When we learned about SSRI's as antidepressants, we were taught that the way they work is to slow the re-uptake of seratonin at the junction of two nerve cells. This conclusion, I was told, was because researchers found that people with higher levels of serotonin in the synapse (the bridge between two neuron cells) tended to be happier. So - the idea is, let's block the reuptake of serotonin by decreasing the permeability at the synaptic cleft, and voila! Serotonin can't enter, and therefore more pools up! My question was, "but if you do that, don't you dull nerve transmission throughout the brain? Wouldn't that make people feel like zombies?" (mind you, SSRI's were a new class of drug at the time, thus our discussion). He was irritated at that, and did not give any type of satisfactory answer. It turns out I was right, Prozac's most troubling side effect is muted mental acuity.
The more we learned about drug engineering, the more I realized that synthesizing chemicals that interfere with the body's natural processes were literally fighting synthetic toxicity with ... synthetic toxicity. We mostly learned about side effects. The last straw was when we read an FDA approved study attempting to show the Saccharine was biologically inert in humans, as the doses given to laboratory mice were the equivalent of ingesting a pound of synthetic sweetener per day. That's a circular argument, and it does not prove that saccharine was "biologically inert". Eventually, of course, it was taken off the market for its carcinogenic hazards.

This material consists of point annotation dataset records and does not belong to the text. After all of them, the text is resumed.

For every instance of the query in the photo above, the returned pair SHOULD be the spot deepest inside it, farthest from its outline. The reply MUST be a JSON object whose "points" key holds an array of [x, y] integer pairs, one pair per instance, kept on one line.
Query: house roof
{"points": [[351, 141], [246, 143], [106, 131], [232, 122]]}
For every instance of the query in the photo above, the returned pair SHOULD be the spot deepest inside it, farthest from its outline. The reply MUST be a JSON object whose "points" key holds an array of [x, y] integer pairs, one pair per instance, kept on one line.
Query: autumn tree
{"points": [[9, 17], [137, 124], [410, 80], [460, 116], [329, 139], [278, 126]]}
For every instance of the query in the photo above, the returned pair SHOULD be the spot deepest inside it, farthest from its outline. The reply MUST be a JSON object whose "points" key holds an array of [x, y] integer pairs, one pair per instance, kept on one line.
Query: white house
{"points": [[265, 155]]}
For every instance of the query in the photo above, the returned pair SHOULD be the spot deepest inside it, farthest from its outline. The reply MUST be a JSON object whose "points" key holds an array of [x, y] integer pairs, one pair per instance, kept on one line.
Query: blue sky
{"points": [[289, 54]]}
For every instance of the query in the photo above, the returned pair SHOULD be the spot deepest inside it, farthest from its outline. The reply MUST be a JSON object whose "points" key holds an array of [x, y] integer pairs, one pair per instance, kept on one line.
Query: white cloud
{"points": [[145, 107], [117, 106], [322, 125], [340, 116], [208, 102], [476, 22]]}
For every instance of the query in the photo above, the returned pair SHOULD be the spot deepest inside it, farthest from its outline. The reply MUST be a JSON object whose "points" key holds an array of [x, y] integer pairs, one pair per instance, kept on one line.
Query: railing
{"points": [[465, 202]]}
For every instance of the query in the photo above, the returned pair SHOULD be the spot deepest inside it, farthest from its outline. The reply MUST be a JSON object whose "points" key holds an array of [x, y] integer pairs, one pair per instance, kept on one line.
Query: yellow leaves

So, I decided to become a photographer. At graduation, I accepted the diploma with Hasselblad camera in hand, to take a photo of the crowd. Though all of my friends went on to become MD's, I went on a different path with different rewards. But I always kept medicine as a hobby, combing through medical journals and staying in touch with my many M.D. friends. I'm more well versed in many areas of medicine than my practicing friends, as they are clinicians, who spend most of their day in patient care, and not keeping up to date on developments in medicine. With no time to look deeper into many controversial subjects, they get their information from who? The drug representatives. And that's where the problem is. The medical doctor becomes a merchant of pharmaceutical products - a representative of Pharma. And the information that they have to work with from the FDA is very fast-tracked, biased, and downright dangerous.